Нерон нежно касается рукой ее груди. Сердце Поппеи бьется неистово, страстно. Разговор на чужом языке придает императору смелости.
— Ты красивая, — делает признание истомленный Нерон. — Кукла, усталая, больная кукла. Верней, даже некрасивая. Странная. Но именно поэтому нравишься мне. Как я потешался всегда над Венерой, как презирал, как ненавидел официальную богиню красоты. Никогда она не нравилась мне. Ни она, ни другие. Минерва и Диана. Они достояние толпы. Правильное и прямое не может быть красивым. Оно безобразно. Только уродливое и кривое, неправильное — красиво. И ты такая. О, маленькая диковинка, с беспокойными бровями и раздувающимися крыльями носа, которые колышутся, как крошечные паруса!
На большее Поппея и не рассчитывала.
Следившая за каждым своим вздохом и тщательно обдумывавшая все слова и жесты, она теперь встала, высвободила руку из руки императора. На сегодня довольно.
Она робко обронила, что ее ждет где-то Отон, и снова вздохнула. Ей пора ехать.

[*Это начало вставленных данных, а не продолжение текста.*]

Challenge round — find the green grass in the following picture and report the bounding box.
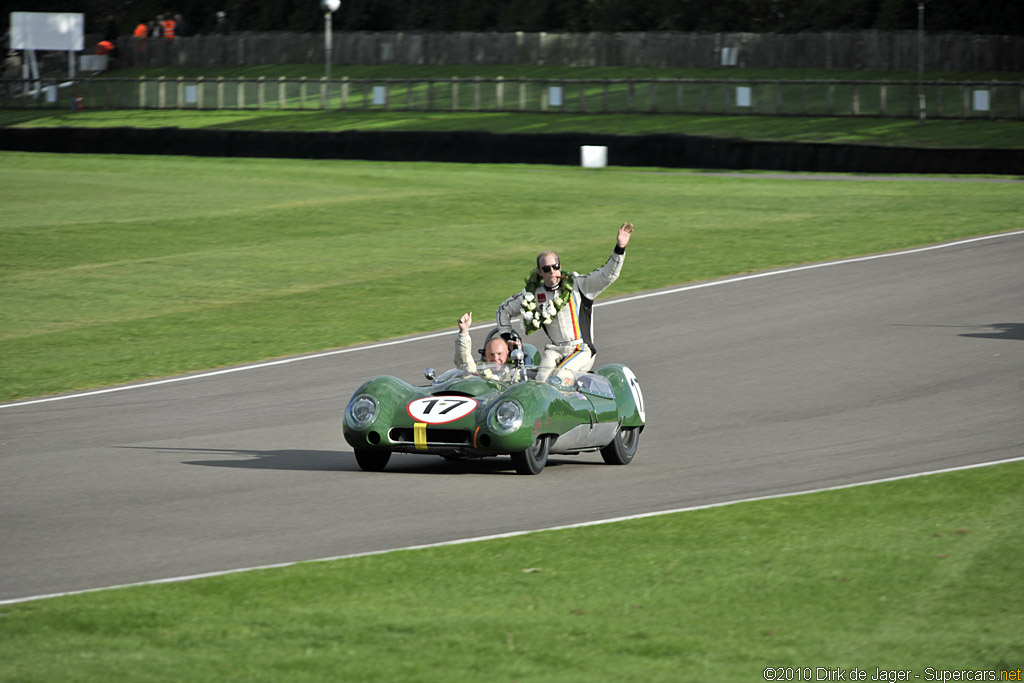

Вечером Нерон послал за Поппеей. Но ее не застали дома. На другой день она известила, что нездорова. Только на третий они встретились.
— Где ты пропадала? — спрашивает Нерон. — Скрываешься от меня и сейчас смотришь, как на чужого, будто передо мной не та, кого я ищу. Какие большие глаза у тебя. Сейчас совсем темные.
По пути во дворец Поппея закапала яд себе в глаза. Зрачки ее, расширившись, поглотили радужную оболочку.
Нерон, полузакрыв глаза, лежит на подушках, говорит непрерывно:
— Ты птица. Ласточка. Легкая ласточка. Или ястреб. С острыми когтями и клювом. Нет, не то. Ты персик, роза, персик! — кричит он.
Потом:
— Люблю тебя, — и, словно какой-то увесистый предмет, беспощадно бросает слова: — Люблю тебя.
Поппея сидит перед ним. Молчаливая, спокойная, упрямая. Облокотившись на колени, сжимает руками тяжелую голову. Делает вид, будто не замечает, не слышит его. Потом, точно расхныкавшегося ребенка, гладит Нерона по лбу.
— Успокойся, успокойся, — твердит она.
И после короткого молчания:
— Так. Теперь мы можем поговорить разумно. Я пришла сказать, что нам надо расстаться по-хорошему, тотчас же, пока не поздно. Чего нам ждать? И ты страдаешь, и я. Нам плохо. Ты могущественный, — и тут она с детской серьезностью закрывает глаза, — но не можешь сделать невозможное.
— Почему?
— Из-за...
— Отона? — с боязнью спрашивает Нерон.
— Из-за него и из-за нее, — говорит Поппея, указывая рукой туда, где расположены покои императрицы.
— Из-за нее? — пренебрежительно переспрашивает император. — Бедняжка она, — с сожалением прибавляет он.
— Говорят, она красивая.
— Возможно. Но для меня только ты красивая, живое пламя, опаляющее неистовство. У тебя горячие руки. У нее — холодные. И ноги у тебя горячие. И рот. Твой незнакомый рот с привкусом огненного меда. Я ищу его. — И он тянется к ней губами.